Write a design brief

Before you design a product, it’s best to determine exactly what’s required. Here’s how you do it.

A client asks you to design a new website. They give you some rough details, you start scribbling ideas then jump into photoshop to play with shapes, colours, fonts, layouts etc.

Stop right there. You’re wasting your time.

How are you supposed to design anything when you don’t have a detailed understanding of what’s required? It’s possible the client hasn’t thought about these things either.

This is why you need a design brief.

A design brief ensures your client puts some thought into explaining what it is they want. It also means you, the designer, know exactly what is expected and what direction you need to take with the project. If you are designing a product for yourself, you are the client, in which case a design brief is twice as important!

I have used the following design brief template for various print and online projects. While these ten headings should be the starting point for any design brief, they can be adapted to suit the individual needs of the project.


Find out the background of the product, including its name, any key contacts/stakeholders involved in its development, critical timelines and budget.


If there’s an existing version of the product, evaluate its successes and failures.
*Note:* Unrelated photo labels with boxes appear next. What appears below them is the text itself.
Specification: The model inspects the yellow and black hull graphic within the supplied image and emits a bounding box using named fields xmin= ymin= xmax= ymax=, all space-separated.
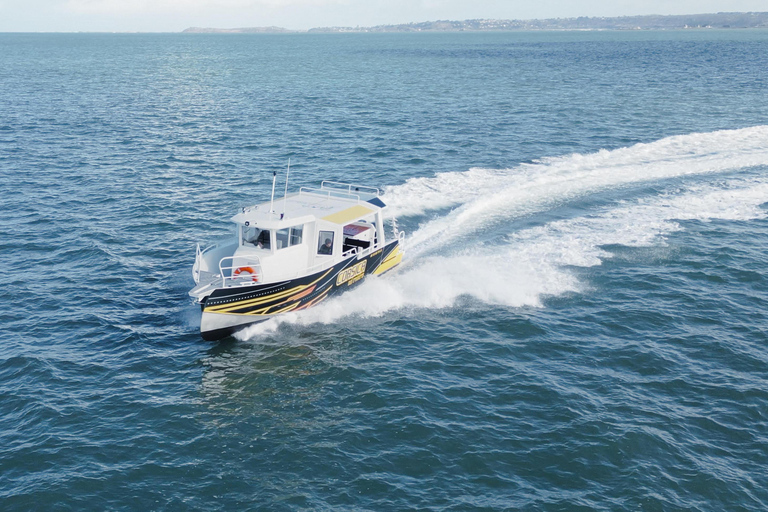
xmin=200 ymin=240 xmax=403 ymax=340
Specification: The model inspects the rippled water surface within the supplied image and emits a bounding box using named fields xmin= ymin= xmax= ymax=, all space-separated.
xmin=0 ymin=30 xmax=768 ymax=511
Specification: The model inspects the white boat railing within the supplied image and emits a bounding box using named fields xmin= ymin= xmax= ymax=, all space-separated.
xmin=320 ymin=181 xmax=381 ymax=196
xmin=219 ymin=256 xmax=264 ymax=287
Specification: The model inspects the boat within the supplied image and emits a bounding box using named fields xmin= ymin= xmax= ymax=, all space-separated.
xmin=189 ymin=180 xmax=405 ymax=340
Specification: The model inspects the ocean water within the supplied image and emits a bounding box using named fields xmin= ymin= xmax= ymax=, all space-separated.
xmin=0 ymin=30 xmax=768 ymax=511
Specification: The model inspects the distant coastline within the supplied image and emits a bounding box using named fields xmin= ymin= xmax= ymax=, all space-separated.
xmin=183 ymin=12 xmax=768 ymax=34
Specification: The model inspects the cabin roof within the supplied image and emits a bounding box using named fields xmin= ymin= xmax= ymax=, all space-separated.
xmin=232 ymin=189 xmax=386 ymax=229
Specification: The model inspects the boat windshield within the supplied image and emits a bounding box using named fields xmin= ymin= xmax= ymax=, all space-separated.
xmin=243 ymin=226 xmax=270 ymax=249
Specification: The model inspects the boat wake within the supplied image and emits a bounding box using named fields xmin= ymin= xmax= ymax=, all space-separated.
xmin=240 ymin=126 xmax=768 ymax=338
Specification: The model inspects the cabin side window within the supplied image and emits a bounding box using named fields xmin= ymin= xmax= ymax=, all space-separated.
xmin=317 ymin=231 xmax=333 ymax=254
xmin=289 ymin=224 xmax=304 ymax=246
xmin=243 ymin=226 xmax=269 ymax=249
xmin=275 ymin=228 xmax=290 ymax=250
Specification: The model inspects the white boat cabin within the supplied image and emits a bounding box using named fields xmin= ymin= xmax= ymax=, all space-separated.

Why is a new version of the product being developed?

Business Objectives

List the business objectives of the product. What does the product aim to achieve?

Target Audience

Profile the target audience and describe some of their key tasks when using the product.

Marketing and Promotion

List the key messages of the product. Outline strategies for promotion.


Describe the product’s content in terms of source, structure, format and the process/frequency of updates.


Describe preferences for the design of the product (colour, style, format etc.) Refer to examples if required.


Detail any specific functional requirements of the product (notably for online products).

Looking Ahead

Outline any future strategies or changes for the product.


If required, add any extra comments that may not have been covered above.

A brief that includes this information will give you the detail and direction to design a product that best meets the needs and expectations of the client.

Do you prepare a brief before commencing a design project? What are your essentials for a design brief?